而且,很少有资源专门用于购房,这与几年前该州向专门针对首次购房者的计划投入数百万疫情资金的情况不同。

“这很有挑战性,因为这项债券法案需要包含很多内容,才能开始缓解这场毁灭性的危机,”马萨诸塞州经济适用房联盟执行董事西蒙·克劳福德(Symone Crawford )说。“但排除购房计划的资金是一个巨大的疏忽。”

参议院取消转让费的决定对包括经济适用房倡导者、一些商界领袖、房地产经纪人和来自数十个城镇的地方官员在内的广泛联盟来说是一个特别沉重的打击。

这项费用在很大程度上被房地产行业的积极运动所推翻。大波士顿房地产委员会发出了邮件、大量短信和网站,称该提案是一项“新税”,“将拖累你的钱包和我们的经济”。

大波士顿宗教间组织今年一直大力支持转让费,该组织在一份充满激情的声明中对最终结果表示失望。

“这一疏忽意味着我们的城市和城镇被剥夺了真正的奋斗机会,”GBIO 说。“为什么 [倡导者] 不得不拼命争取这项措施才能得到考虑,而像大波士顿房地产委员会这样的有钱实体却能够在立法会议的最后阶段引发下意识的反应?”

然而,商业和房地产团体对参议院的决定表示庆祝。

大波士顿房地产委员会首席执行官格雷格·瓦西尔表示,他“很高兴”该法案除其他事项外,还拒绝了转让费等“有缺陷的政策”。

马萨诸塞州财政联盟发言人保罗·克雷尼表示:“令人费解的是,这项住房税上调措施竟然一开始就被考虑了。”

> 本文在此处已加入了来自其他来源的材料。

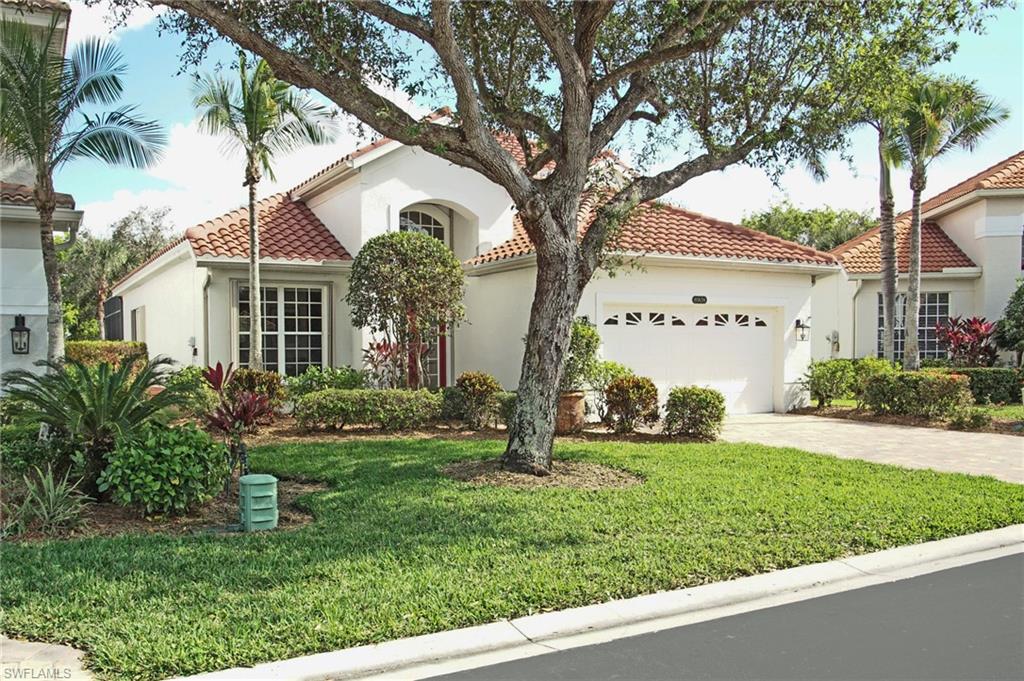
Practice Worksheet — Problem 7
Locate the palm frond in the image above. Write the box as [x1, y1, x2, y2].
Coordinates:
[55, 107, 167, 168]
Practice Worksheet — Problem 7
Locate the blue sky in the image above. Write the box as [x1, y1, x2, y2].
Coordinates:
[55, 2, 1024, 231]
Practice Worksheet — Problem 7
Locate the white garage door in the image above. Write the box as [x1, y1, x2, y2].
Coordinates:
[598, 304, 774, 414]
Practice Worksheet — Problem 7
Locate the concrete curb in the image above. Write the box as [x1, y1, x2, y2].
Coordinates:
[172, 524, 1024, 681]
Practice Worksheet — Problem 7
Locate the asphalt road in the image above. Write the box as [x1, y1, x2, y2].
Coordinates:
[433, 554, 1024, 681]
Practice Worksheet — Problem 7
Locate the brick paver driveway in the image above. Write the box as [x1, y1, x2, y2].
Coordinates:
[722, 414, 1024, 483]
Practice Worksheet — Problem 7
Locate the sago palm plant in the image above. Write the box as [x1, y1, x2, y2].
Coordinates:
[0, 18, 165, 363]
[195, 52, 334, 369]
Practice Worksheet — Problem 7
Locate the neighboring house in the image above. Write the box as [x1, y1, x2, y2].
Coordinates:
[114, 117, 839, 412]
[812, 152, 1024, 358]
[0, 0, 82, 371]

希利版本的住房债券法案将允许市政当局自愿对超过 100 万美元的房产销售征收 0.5% 至 2% 的费用,或对超过 100 万美元的县中位房屋销售价格的房产销售征收 0.5% 至 2% 的费用。

吴弭的提议于 2022 年获得市议会批准,该提议将允许波士顿对高价房地产交易征收高达 2% 的费用,这笔费用将由卖方承担。该费用只对 200 万美元或以上的交易征收,前 200 万美元免征。

吴弭在 2023 年作证时表示,如果该市关于转让费的自治请愿在 2021 年获得通过,该税将为该市的经济适用房基金筹集 1 亿美元。2020 年,时任市长马丁·J·沃尔什 (Martin J. Walsh) 支持一项措施,该措施将对波士顿价值超过 200 万美元的销售额征收 2% 的税。该提案在灯塔山夭折。

吴弭在周一的一次无关活动中告诉记者:“在这方面,第三次对这座城市来说并不顺利。”

波士顿并不是唯一一个推动转让费来资助经济适用房工作的城市。楠塔基特岛至少十年来一直在推动该提案的版本,萨默维尔、康科德和布鲁克莱恩等市也提出了转让费。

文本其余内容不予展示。